My final model consisted of the following layers:
| Layer | Description |
|---|---|
| Input | 32x32x1 grayscale image |
| Convolution 5x5 | 1x1 stride, same padding, outputs 32x32x32 |
| RELU | |
| Max pooling | 2x2 stride, outputs 16x16x32 |
| Convolution 5x5 | 1x1 stride, same padding, outputs 16x16x64 |
| RELU | |
| Max pooling | 2x2 stride, outputs 8x8x64 |
| Fully connected | outputs 1024 |
| Fully connected | outputs 43 |
| Softmax | Cross Entropy |
Here is a screenshot I took from Tensorboard.
4. Describe how, and identify where in your code, you trained your model. The discussion can include the type of optimizer, the batch size, number of epochs and any hyperparameters such as learning rate.
The code for training the model is located in the eighth cell of the ipython notebook. The code could also be found under main.py, which is the file I used to run my model.
5. Describe the approach taken for finding a solution. Include in the discussion the results on the training, validation and test sets and where in the code these were calculated. Your approach may have been an iterative process, in which case, outline the steps you took to get to the final solution and why you chose those steps. Perhaps your solution involved an already well known implementation or architecture.

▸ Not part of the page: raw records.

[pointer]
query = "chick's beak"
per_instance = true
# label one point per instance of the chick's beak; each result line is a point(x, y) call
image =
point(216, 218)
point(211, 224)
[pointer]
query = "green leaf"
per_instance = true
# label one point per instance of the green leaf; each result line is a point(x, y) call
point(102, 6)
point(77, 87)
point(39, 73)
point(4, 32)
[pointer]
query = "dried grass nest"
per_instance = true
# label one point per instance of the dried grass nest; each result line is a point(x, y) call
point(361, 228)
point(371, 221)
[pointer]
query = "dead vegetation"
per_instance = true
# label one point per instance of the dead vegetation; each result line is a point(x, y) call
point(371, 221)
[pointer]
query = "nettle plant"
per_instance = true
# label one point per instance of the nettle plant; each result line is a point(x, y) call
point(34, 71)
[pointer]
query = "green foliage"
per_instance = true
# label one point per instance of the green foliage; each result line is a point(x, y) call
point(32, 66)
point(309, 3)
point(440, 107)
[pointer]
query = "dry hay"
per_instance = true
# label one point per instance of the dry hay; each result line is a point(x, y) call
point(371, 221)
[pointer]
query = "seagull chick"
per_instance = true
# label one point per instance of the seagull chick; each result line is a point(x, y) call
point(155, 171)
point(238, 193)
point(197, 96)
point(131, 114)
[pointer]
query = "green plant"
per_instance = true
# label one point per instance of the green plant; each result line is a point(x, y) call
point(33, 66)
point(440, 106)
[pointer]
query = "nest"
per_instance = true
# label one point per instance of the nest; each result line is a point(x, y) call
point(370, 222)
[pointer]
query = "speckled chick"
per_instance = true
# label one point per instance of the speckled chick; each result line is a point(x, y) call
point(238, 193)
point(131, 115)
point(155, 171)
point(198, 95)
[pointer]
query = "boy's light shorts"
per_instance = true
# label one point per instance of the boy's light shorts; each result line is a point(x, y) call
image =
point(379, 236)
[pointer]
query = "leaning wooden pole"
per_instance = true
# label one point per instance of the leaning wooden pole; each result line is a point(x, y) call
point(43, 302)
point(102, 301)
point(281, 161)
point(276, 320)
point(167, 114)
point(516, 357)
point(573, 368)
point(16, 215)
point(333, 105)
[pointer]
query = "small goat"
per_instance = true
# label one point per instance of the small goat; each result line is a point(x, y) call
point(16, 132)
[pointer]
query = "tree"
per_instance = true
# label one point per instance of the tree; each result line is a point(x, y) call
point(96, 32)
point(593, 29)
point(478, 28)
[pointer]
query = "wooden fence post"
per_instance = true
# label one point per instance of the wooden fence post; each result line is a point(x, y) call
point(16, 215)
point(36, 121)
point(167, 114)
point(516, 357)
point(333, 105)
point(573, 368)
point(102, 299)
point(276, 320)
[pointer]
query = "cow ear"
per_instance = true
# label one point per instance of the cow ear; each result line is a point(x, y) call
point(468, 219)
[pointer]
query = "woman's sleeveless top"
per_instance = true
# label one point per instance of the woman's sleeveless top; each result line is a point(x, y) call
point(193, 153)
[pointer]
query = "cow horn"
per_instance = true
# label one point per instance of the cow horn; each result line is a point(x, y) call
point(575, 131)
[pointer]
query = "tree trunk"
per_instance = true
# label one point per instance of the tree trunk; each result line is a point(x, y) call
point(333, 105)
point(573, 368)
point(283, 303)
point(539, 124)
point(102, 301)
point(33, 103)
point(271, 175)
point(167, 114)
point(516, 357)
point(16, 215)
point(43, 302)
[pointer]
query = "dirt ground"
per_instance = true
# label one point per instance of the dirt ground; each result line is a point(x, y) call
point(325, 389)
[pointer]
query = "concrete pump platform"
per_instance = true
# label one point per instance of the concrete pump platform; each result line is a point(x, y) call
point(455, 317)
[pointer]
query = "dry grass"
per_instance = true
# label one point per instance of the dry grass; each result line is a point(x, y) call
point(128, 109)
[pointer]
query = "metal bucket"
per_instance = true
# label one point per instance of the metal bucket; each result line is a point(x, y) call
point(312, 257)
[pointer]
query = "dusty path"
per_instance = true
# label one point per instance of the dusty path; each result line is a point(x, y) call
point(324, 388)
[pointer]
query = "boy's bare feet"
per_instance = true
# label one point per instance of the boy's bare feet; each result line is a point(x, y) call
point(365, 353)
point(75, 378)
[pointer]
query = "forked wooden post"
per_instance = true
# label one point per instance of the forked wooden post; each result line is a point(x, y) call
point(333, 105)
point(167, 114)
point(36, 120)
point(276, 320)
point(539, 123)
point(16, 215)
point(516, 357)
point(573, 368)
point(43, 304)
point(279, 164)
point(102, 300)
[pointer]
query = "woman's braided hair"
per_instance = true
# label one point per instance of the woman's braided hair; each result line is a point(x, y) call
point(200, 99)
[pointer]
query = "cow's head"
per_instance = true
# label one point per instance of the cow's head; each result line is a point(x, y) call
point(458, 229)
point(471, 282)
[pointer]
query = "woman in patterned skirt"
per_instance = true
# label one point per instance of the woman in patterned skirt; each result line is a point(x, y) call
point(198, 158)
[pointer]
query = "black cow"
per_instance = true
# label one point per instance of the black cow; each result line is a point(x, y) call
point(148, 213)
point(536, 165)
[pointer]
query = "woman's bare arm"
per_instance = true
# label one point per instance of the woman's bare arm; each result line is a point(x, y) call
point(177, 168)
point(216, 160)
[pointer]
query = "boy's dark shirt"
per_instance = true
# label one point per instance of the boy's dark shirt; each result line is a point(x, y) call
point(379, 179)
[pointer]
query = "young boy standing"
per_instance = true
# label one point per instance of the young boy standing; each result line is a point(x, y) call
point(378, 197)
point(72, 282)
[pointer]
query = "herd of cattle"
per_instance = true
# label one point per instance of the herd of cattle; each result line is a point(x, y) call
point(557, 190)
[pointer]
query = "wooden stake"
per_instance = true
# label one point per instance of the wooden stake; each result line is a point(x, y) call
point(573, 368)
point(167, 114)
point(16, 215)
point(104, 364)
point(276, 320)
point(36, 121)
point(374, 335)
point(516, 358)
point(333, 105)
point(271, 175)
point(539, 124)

In this case, discuss why you think the architecture is suitable for the current problem.
I evaluate my model using the validation set after each epoch and test it out after all 10 epochs. Seem like my model suffers from overfitting and I should probably decrease my dropout probability. It performs almost the same on validation and test data set. I also save my model, including training and testing summaries under runs/ folder so I can easily reload the graph and evaluate using test images.
My final model results were:
- training set accuracy almost equal to 1.
- validation set accuracy of 93.8.
- test set accuracy of 93.3.
1. Choose five German traffic signs found on the web and provide them in the report. For each image, discuss what quality or qualities might be difficult to classify.
Here are five German traffic signs that I found on the web:
2. Discuss the model's predictions on these new traffic signs and compare the results to predicting on the test set. Identify where in your code predictions were made. At a minimum, discuss what the predictions were, the accuracy on these new predictions, and compare the accuracy to the accuracy on the test set (OPTIONAL: Discuss the results in more detail as described in the "Stand Out Suggestions" part of the rubric).
The code for making predictions on my final model is located in the tenth cell of the Ipython notebook.
Here are the results of the prediction:
| Image | Prediction |
|---|---|
| Speed limit (50km/h) | Speed limit (50km/h) |
| Stop | Stop |
| No entry | No entry |
| Road work | Road work |
| Ahead only | Ahead only |
The results turned out to be impossibly well and it reaches 100%. Definitely we can't trust this result since it is a very small sample set.
Actually I trained two models, one with RGB images and the other one with grayscale. It seems like the grayscale one outperforms the RGB one on the five test images.